Ibnu SA’d di dalam kitabnya ath-Thabaqat menyebutkan riwayat dari Aisyah ra. : Ketika jumlah pengikutnya mencapai tujuh puluh orang. Rasulullah Shallallahu Alaihi wa Sallam merasa senang, Karena Allah telah membuatnya suatu „benteng pertahanan“ dari suatu kaum yang memiliki keahlian dalam peperangan, persenjataan, dan pembelaan. Tetapi permusuhan dan penyiksaan kaum musyrik terhadap kaum Muslim pun semakin gencar dan berat.

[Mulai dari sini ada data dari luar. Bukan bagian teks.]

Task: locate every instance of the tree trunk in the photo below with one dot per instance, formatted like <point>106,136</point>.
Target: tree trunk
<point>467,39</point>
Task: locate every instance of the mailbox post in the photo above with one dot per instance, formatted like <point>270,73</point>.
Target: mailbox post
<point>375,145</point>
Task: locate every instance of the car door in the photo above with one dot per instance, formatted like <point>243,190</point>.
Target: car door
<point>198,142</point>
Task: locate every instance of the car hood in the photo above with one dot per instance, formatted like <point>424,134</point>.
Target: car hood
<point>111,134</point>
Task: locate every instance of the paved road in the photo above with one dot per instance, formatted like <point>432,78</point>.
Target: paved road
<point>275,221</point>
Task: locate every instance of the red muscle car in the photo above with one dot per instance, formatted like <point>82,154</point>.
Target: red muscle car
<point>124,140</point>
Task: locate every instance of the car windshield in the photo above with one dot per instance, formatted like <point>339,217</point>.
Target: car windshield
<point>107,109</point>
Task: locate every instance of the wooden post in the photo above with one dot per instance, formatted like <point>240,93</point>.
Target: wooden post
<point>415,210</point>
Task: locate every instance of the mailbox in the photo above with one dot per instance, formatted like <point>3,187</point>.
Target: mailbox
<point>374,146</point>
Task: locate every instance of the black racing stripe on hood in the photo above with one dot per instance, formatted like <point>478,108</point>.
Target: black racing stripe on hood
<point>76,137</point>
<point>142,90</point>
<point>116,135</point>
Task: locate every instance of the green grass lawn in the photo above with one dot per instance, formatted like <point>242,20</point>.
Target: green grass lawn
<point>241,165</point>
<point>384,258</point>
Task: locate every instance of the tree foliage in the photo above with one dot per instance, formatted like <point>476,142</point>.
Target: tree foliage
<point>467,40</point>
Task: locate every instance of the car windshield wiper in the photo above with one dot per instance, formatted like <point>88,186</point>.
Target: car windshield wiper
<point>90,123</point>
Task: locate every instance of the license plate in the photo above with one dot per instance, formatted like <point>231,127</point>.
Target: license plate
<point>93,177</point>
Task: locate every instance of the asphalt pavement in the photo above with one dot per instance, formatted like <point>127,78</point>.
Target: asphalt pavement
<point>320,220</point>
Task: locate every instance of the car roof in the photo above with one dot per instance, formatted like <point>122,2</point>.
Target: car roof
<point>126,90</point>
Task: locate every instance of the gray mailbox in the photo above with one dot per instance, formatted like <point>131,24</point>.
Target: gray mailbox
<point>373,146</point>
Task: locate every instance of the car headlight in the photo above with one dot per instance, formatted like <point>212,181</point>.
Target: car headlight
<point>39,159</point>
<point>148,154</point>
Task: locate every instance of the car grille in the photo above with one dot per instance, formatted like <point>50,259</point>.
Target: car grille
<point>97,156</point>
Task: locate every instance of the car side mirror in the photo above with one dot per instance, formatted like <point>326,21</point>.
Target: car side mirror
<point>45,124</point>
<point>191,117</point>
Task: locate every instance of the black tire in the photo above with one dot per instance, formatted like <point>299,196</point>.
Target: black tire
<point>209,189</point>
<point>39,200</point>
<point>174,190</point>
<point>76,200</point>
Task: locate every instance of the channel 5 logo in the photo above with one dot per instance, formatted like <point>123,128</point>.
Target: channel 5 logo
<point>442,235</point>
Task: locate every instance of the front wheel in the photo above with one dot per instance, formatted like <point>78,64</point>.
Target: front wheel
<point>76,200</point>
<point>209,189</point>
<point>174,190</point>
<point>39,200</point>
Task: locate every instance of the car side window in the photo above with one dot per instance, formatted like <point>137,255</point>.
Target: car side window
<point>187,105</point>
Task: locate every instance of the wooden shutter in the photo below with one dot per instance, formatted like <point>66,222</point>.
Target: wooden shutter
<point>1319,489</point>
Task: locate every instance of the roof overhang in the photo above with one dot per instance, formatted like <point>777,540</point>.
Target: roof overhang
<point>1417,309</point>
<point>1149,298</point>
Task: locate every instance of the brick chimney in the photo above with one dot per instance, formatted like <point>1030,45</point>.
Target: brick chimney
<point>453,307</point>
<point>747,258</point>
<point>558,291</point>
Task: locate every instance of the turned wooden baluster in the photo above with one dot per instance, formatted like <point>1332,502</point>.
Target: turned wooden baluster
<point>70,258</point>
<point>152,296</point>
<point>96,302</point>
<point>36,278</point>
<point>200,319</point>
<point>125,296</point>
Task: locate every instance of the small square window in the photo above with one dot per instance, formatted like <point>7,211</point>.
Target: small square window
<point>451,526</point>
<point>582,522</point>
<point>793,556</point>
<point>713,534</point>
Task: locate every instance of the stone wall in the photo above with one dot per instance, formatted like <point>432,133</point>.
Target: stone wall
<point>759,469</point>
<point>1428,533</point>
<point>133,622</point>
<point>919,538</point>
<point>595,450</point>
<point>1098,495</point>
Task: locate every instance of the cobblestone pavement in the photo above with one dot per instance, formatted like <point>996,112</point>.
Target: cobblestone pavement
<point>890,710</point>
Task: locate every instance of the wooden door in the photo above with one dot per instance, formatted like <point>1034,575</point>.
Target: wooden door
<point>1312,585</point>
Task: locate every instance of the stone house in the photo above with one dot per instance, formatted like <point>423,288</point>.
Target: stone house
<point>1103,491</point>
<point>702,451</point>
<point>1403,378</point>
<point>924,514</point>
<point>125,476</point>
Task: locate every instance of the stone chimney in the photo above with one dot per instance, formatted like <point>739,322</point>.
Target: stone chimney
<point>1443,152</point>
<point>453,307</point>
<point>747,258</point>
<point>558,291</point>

Mereka menerima cacian dan penyiksaan yang sebelumnya tidak pernah mereka alami, sehingga para sahabat mengadu kepada Rasulullah dan permintaan ijin ini dijawab oleh Rasulullah Shallallahu Alaihi wa Sallam :

“Sesungguhnya aku pun telah diberitahu bahwa tempat hijrah kalian adalah Yatsrib. Barang siapa yang ingin ke luar, maka hendaklah ia keluar ke Yatsrib.“

Maka para sahabat pun bersiap-siap , mengemas semau keperluan perjalanan, kemduian berangkatlah ek Madinah secara sembunyi-sembunyi. Sahabat yang pertama kali sampai di Madinah ialah Abu Salamah bin Abdul Asad kemudian Amir bin Rab’ah bersama istrinya. Laila binti Abi Hasymah, dialah wanita yang pertama kali datang ke Madinah dengan menggunakan kendaraan sekedup. Setelah itu para sahabat Rasulullah  datang secara bergelombang. Mereka turun di rumah-rumah kaum Anshar mendapatkan tempat perlindungan.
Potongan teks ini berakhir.